Achieving a reckless driving settlement during a DWI trial, after panning for gold
Achieving a reckless driving settlement during a DWI trial, after panning for gold
During the year between college and law school, I was a financial auditor at one of the nation’s then-thirty largest banks. We reviewed the bank’s financial activities to assure the bank was adhering to safe and sound financial practices. This was the closest I ever came to being a cop, in that our department looked for efforts by customers to launder cash, counted tellers’ cash drawers for money shortages if they wordlessly did not arrive at work, and counted teller drawers connected to bank robberies. Most of the work, though, was less thrilling and more about protecting the bank’s profitability from poor financial practices and dishonesty by bank employees. The work was heavily detail oriented.
So many criminal defendants actually committed crimes, meaning all the more that the road to victory requires leaving no stone unturned in preparing for and executing criminal defense litigation and trial battle. The detail work of my auditing year naturally flowed into the detail work of my criminal defense practice.
Here is a case in point. Recently, my client opted to go to trial in a Virginia drunk driving case alleging a 0.16 blood alcohol content in my client’s body at the time of breath testing. If convicted, he faced five days mandatory minimum in jail for a BAC of 0.15 or over.
We lost the motion to suppress my client’s arrest. The prosecutor proceeded to ask the breath technician questions in an effort to introduce the 0.16 BAC. I spoke up right away during this afternoon trial: “Judge, I may be able to save everyone a lot of time here.” How can anyone turn their backs on hearing about such an honest and desireable offer to achieve time efficiency?

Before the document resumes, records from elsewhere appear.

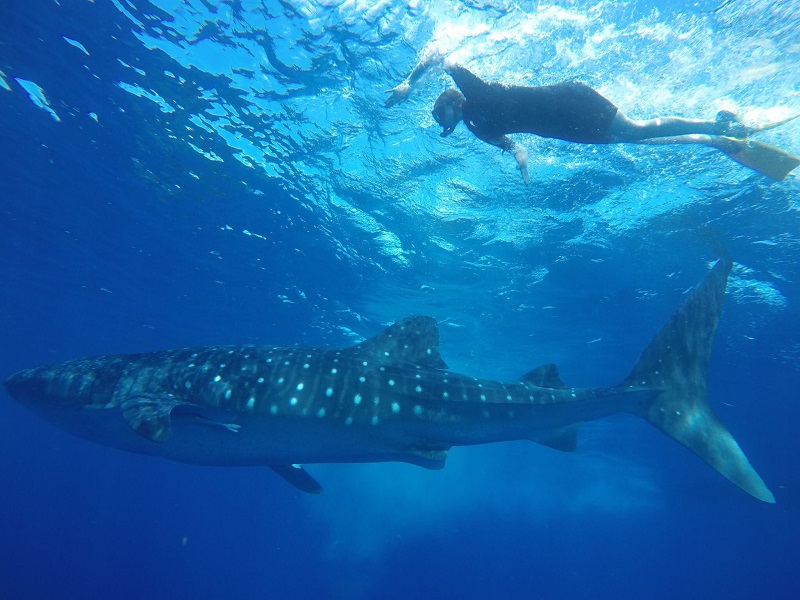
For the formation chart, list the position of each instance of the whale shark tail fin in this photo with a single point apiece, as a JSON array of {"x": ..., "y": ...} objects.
[{"x": 675, "y": 366}]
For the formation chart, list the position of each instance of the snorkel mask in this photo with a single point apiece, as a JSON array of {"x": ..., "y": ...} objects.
[{"x": 447, "y": 110}]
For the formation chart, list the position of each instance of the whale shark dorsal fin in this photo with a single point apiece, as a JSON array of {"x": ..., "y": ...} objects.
[
  {"x": 149, "y": 415},
  {"x": 412, "y": 340},
  {"x": 298, "y": 477},
  {"x": 545, "y": 376}
]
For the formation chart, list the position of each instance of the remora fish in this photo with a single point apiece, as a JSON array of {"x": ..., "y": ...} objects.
[{"x": 386, "y": 399}]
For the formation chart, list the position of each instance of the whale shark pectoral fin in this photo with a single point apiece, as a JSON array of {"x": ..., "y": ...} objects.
[
  {"x": 149, "y": 415},
  {"x": 298, "y": 477},
  {"x": 564, "y": 439},
  {"x": 429, "y": 458}
]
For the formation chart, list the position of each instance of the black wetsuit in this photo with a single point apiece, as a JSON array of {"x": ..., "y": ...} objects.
[{"x": 568, "y": 111}]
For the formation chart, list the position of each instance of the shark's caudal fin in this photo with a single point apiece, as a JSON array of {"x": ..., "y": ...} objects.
[{"x": 675, "y": 364}]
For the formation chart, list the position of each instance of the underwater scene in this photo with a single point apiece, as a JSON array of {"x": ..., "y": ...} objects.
[{"x": 399, "y": 299}]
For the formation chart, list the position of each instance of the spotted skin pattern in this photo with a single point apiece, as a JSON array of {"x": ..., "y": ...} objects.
[{"x": 390, "y": 398}]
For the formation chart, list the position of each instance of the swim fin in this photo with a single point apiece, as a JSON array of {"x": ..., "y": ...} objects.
[
  {"x": 763, "y": 158},
  {"x": 752, "y": 129}
]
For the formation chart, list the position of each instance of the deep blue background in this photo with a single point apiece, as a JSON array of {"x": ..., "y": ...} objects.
[{"x": 115, "y": 236}]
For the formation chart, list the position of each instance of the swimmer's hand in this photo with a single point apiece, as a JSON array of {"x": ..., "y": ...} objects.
[
  {"x": 522, "y": 162},
  {"x": 398, "y": 94}
]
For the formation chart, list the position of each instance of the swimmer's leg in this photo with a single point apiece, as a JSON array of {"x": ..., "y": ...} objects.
[{"x": 762, "y": 158}]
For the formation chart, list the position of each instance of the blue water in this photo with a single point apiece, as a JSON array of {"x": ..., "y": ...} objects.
[{"x": 187, "y": 172}]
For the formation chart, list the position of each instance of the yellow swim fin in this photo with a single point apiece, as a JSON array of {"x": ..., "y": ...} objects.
[{"x": 763, "y": 158}]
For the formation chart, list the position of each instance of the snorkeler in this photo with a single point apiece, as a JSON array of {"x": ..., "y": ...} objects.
[{"x": 574, "y": 112}]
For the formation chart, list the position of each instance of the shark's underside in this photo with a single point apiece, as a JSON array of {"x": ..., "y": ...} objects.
[{"x": 389, "y": 398}]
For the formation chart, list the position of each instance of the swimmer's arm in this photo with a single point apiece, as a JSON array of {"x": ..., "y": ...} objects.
[
  {"x": 508, "y": 145},
  {"x": 402, "y": 91}
]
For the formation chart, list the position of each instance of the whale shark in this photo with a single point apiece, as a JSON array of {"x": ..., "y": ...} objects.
[{"x": 388, "y": 398}]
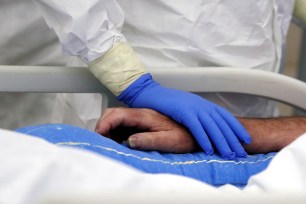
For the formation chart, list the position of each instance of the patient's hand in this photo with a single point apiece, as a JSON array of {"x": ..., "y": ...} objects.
[{"x": 145, "y": 129}]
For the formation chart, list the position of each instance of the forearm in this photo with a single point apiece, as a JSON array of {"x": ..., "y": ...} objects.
[{"x": 272, "y": 134}]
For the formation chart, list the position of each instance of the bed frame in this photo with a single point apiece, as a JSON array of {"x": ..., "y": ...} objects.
[{"x": 55, "y": 79}]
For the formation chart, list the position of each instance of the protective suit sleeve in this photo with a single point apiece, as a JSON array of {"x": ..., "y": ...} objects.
[
  {"x": 300, "y": 10},
  {"x": 91, "y": 30},
  {"x": 87, "y": 29}
]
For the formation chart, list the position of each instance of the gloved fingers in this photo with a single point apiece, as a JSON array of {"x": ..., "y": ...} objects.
[
  {"x": 216, "y": 136},
  {"x": 235, "y": 125},
  {"x": 230, "y": 137},
  {"x": 195, "y": 127}
]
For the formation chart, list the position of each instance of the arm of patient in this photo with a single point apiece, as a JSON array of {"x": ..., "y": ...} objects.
[{"x": 146, "y": 129}]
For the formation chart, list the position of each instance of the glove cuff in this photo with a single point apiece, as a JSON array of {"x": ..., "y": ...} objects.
[{"x": 130, "y": 94}]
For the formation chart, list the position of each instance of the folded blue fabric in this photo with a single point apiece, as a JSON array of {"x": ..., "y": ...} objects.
[{"x": 211, "y": 169}]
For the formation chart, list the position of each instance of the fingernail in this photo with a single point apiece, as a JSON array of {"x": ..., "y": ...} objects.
[{"x": 133, "y": 141}]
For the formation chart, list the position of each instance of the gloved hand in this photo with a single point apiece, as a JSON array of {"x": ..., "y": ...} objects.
[{"x": 211, "y": 125}]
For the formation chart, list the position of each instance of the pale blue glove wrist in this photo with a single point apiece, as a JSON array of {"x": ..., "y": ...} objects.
[{"x": 210, "y": 124}]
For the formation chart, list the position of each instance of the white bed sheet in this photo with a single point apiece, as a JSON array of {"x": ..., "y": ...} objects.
[{"x": 35, "y": 171}]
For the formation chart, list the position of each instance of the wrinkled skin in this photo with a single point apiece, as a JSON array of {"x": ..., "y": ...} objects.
[{"x": 145, "y": 129}]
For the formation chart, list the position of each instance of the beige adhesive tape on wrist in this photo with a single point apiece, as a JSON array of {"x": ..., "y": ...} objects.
[
  {"x": 300, "y": 10},
  {"x": 118, "y": 68}
]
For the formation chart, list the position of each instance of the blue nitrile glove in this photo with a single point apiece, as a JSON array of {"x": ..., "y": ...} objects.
[{"x": 208, "y": 122}]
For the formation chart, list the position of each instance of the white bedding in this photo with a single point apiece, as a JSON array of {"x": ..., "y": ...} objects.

The judge asked what I had in mind, and I proclaimed that the breath technician had utterly failed to sign any part of my client’s certificate of blood analysis, including the attestation clause, despite the law’s requirement that the technician so attest. Va. Code § 18.2-268.9. I said that this signature omission precluded allowing the certificate of analysis and breath testing results into evidence.
My argument was not an automatic shoe-in. I risked the judge’s allowing the breath technician to testify to the numerical test result without the introduction of the certificate of analysis. I said that such an introduction of the BAC test result was inadmissible, and would be in a vacuum with no reference to the quantitative and qualitative meaning of the numerical result. Also, my client risked the possibility of a DWI conviction even without the introduction of the alleged BAC test result.
The prosecutor and I then reopened negotiations, and, ultimately, and for the first time in this case, the prosecutor offered to convert the DWI charge to reckless driving with four nights in jail. That is not a bad tradeoff to avoid a DWI conviction.
Lesson underlined: In criminal defense, leave no stone unturned. Pan for gold. Review everything with a fine-tooth comb.